Little rooms of rendered twins, mouldering. Slack and separate doppels gone bad, one whole, one like a melted image; or perhaps both wrong; or neither wrong in any physical way but with some bone-deep meanness; or just not able to do what they were born to.

“And if you’re already out,” Bren said, “by the time you realise you hate your job or your doppel, or whatever? Well. Well.” He spoke gently, breaking something to me. “When he died, my … it was an accident. It’s not as if we were old. People knew us … me. I was much too young to disappear. They tried to entice me to the rest home of course.
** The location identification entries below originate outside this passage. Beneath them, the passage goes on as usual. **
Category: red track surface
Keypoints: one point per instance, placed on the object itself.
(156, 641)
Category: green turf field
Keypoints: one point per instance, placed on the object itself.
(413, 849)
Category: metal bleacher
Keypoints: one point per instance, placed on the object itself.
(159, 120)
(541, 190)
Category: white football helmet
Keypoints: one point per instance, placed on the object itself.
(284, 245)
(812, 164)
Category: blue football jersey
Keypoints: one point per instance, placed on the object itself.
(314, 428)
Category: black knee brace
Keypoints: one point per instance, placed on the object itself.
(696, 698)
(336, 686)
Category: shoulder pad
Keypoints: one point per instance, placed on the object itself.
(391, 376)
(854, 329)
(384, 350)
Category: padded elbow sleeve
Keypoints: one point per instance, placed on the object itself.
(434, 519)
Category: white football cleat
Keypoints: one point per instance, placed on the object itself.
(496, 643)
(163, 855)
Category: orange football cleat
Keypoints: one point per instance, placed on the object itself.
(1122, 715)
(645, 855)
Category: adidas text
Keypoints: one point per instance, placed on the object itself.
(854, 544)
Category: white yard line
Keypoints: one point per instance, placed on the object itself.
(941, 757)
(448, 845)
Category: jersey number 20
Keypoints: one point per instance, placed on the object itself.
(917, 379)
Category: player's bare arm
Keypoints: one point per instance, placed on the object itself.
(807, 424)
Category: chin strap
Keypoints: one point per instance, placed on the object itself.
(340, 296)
But they couldn’t force me. So what if my neighbours don’t like me? So what if they see something crippled? No one likes a cleaved showing off their injury. We’re stumps.” He smiled. “That’s what we are.

“There are trainees who can never speak Language. I don’t know why. Just can’t speak in time no matter how they practice. That’s simple: you don’t let them go. But there are harder cases. They might look like any other pair. It’s happened before, to varying degrees. We had a colleague, when I was training. WilSon. Whatever joined-up mind it was behind their Language, for the Hosts to understand, it must have been a little out. A tiny bit. Nothing I could hear, but the Hosts … well.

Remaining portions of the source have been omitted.